B.C. powering up for green initiatives
VANCOUVER, BRITISH COLUMBIA - British Columbia will ask private industry for a new slate of green electricity proposals in the spring, Premier Gordon Campbell says, as the government pushes to more quickly develop clean energy for the province and for export.
This new call for green power would quickly follow contracts expected to be awarded soon to companies that made proposals to BC Hydro in the last request for clean electricity - plans that were submitted a full year ago.
Mr. Campbell's announcement, in response to questions from reporters after a speech at a power producers conference, represents a redoubled effort to develop green electricity in the province.
It comes after the development process stalled in the summer and as B.C. faces fresh competition from Ontario, where the new Green Energy Act aims to spark a surge of clean-power development and lure investment dollars from elsewhere.
Speaking to industry leaders at a lunchtime address, Mr. Campbell said he wanted to deliver a clear and unequivocal message that B.C. backs clean-power development.
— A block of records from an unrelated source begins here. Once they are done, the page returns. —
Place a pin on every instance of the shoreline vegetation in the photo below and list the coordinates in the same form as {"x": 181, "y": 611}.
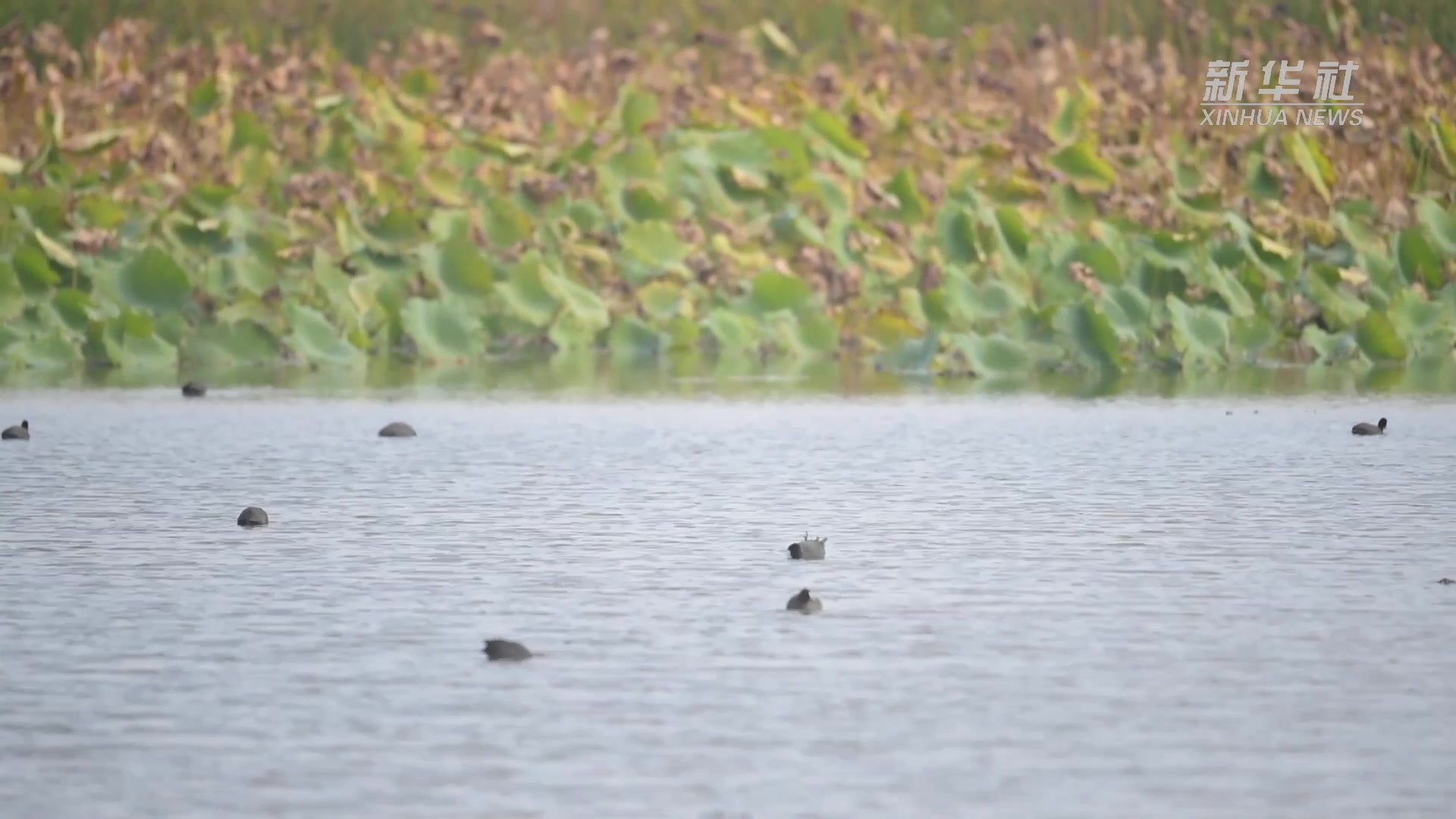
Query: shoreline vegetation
{"x": 987, "y": 203}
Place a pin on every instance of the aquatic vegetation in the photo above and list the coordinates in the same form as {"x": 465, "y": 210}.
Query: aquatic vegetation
{"x": 993, "y": 207}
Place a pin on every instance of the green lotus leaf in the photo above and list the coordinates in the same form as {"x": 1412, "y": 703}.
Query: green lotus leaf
{"x": 153, "y": 280}
{"x": 1379, "y": 340}
{"x": 443, "y": 331}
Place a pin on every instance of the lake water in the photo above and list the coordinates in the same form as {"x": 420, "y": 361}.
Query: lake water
{"x": 1033, "y": 607}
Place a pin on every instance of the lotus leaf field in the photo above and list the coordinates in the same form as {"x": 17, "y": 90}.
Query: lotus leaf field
{"x": 983, "y": 206}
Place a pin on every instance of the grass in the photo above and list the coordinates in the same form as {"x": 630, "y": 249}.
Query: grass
{"x": 1196, "y": 28}
{"x": 989, "y": 205}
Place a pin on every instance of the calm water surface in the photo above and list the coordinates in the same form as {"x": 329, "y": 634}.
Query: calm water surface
{"x": 1034, "y": 608}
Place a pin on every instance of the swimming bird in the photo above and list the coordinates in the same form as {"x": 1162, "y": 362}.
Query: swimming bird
{"x": 804, "y": 602}
{"x": 1366, "y": 428}
{"x": 808, "y": 548}
{"x": 506, "y": 651}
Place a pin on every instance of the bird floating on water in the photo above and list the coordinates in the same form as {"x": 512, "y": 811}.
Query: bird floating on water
{"x": 804, "y": 602}
{"x": 1367, "y": 428}
{"x": 808, "y": 548}
{"x": 506, "y": 651}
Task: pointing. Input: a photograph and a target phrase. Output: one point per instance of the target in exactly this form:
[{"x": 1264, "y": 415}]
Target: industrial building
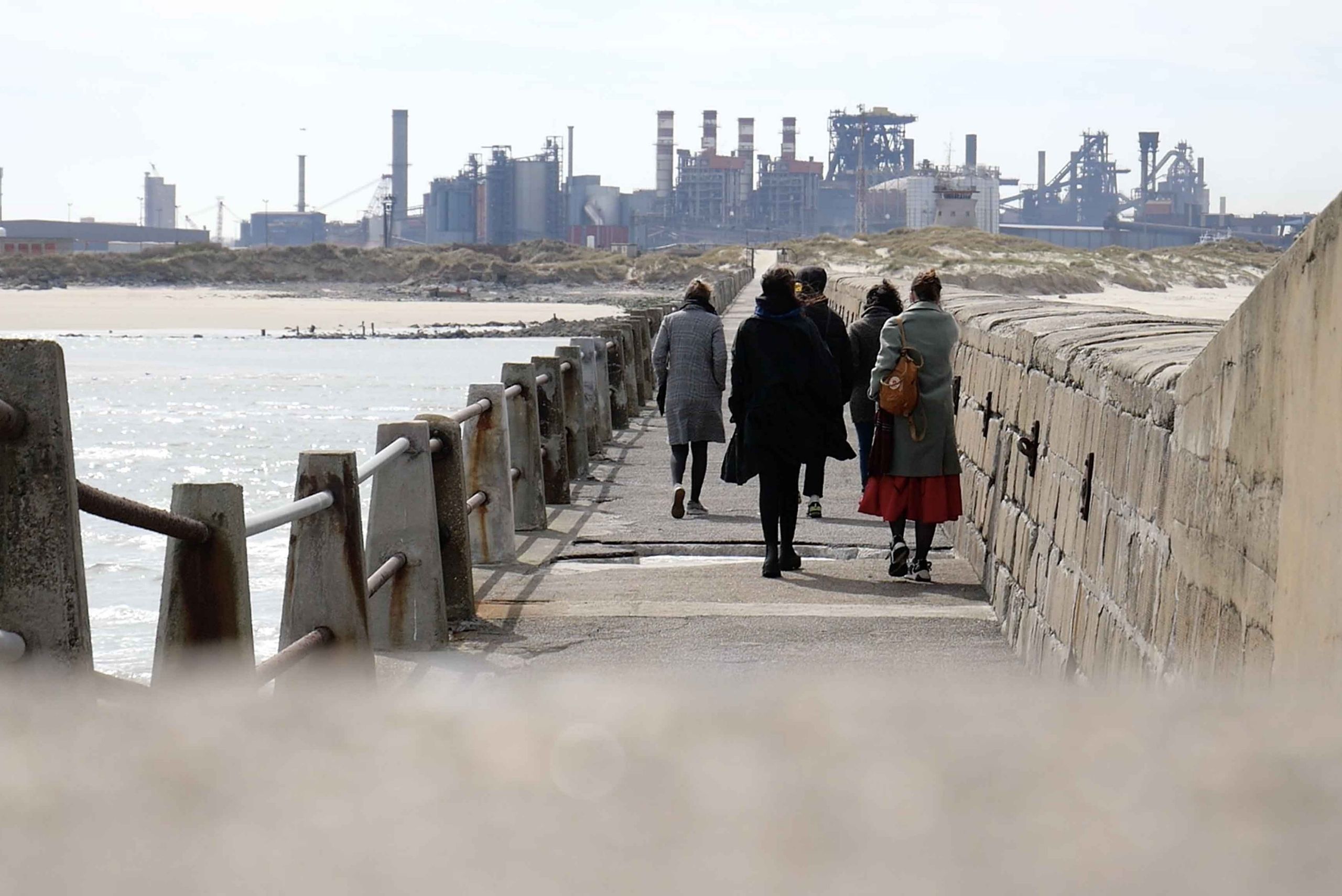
[
  {"x": 45, "y": 238},
  {"x": 160, "y": 202}
]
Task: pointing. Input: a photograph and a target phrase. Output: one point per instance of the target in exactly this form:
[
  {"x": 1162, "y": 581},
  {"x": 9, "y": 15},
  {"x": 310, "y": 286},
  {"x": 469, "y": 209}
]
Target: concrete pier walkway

"Clean energy will be a cornerstone," Mr. Campbell said as he also officially announced a new "green energy advisory task force" to report to the Premier and cabinet to accelerate green-power development.
In B.C., green developers have focused on wind power and run-of-river energy. The latter has been controversial and attracted protest. Run-of-river projects pull water out of mountain streams and move it through a turbine to generate electricity before the water is returned to the river.
Opponents have various grievances: They are against private power generation; they worry about the impact on fish; they say too many projects will be built; and they are against the export of electricity.
Outside of the Vancouver hotel where Mr. Campbell spoke, a half-dozen people demonstrated, including one person in a salmon costume.
The province's last green development process was plunged into disarray in July when the BC Utilities Commission, a regulator, told BC Hydro that the plans for new clean power weren't in the public interest. Among the conclusions, the commission said that BC Hydro had overestimated electricity demand and that the old natural gas-fuelled Burrard Generating Station could be relied upon for additional power.
Mr. Campbell's government effectively quashed the ruling when it told the utilities commission that BC Hydro needs to cut its reliance on the greenhouse-gas-spewing Burrard facility, a decision the government said in August that it was planning to make.
As part of the stop-go green power process, the provincial government has explicitly made exports part of its goals, which gives it and BC Hydro leeway to call for as much development as it thinks private industry is willing to handle.
Companies are still somewhat skittish after the confusing summer. Paul Sweeney, president of developer Plutonic Power Corp., which organized yesterday's conference, said he wants to see the results of last year's green-power call before thinking about the new one Mr. Campbell said will come in the spring.
Plutonic, with partner General Electric Co., is developing a run-of-river project north of Vancouver. It had submitted a large proposal to BC Hydro in last year's green-power call.